②5バックでリトリートしてボールを奪った時の対応

 これは以前からの継続課題なのですが、試合開始早々は神戸に押し込まれたためにカピシャーバが左WBに入って5バック気味で守っていたのですが、そうなると何とかボールを奪っても前の人数が少ないのでなかなかボールを前に出せない状態が続きました。結局ボールを相手陣まで運ぶまでに10分ほどかかってしまいました。この現象は以前から続いているので、5バック状態になってもボールを素早く前に出せるようにする仕組みが欲しいところです。
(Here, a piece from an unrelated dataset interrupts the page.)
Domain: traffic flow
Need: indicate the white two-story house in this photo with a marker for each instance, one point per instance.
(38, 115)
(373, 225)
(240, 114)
 ただこの試合ではその一端が見られました。ボールを奪った時に、前で乾と北川がタテ並びになって、そこにボールを入れて2人の連携で前を向くシーンが何回か見られました。そうやって中盤までボールを持ち出せば簡単にはボールを奪われずにボールをアタッキングサードまで持っていけるようになっているので、この試合で見られた工夫の一端が形になってくれば、と思います。

7.まとめ

 やはり5試合ぶりの勝利の味は格別でしたね。勝敗を五分に戻せましたし。次が前半戦最後の試合、アウェイでのC大阪戦です。C大阪も好調ですし、とにかくアウェイでのC大阪戦は鬼門なので勝つのは大変ですが、ウチもこれまで積み上げてきたものがありますから、それを思い切りぶつける事で何とか勝ち点を積み上げて欲しいです。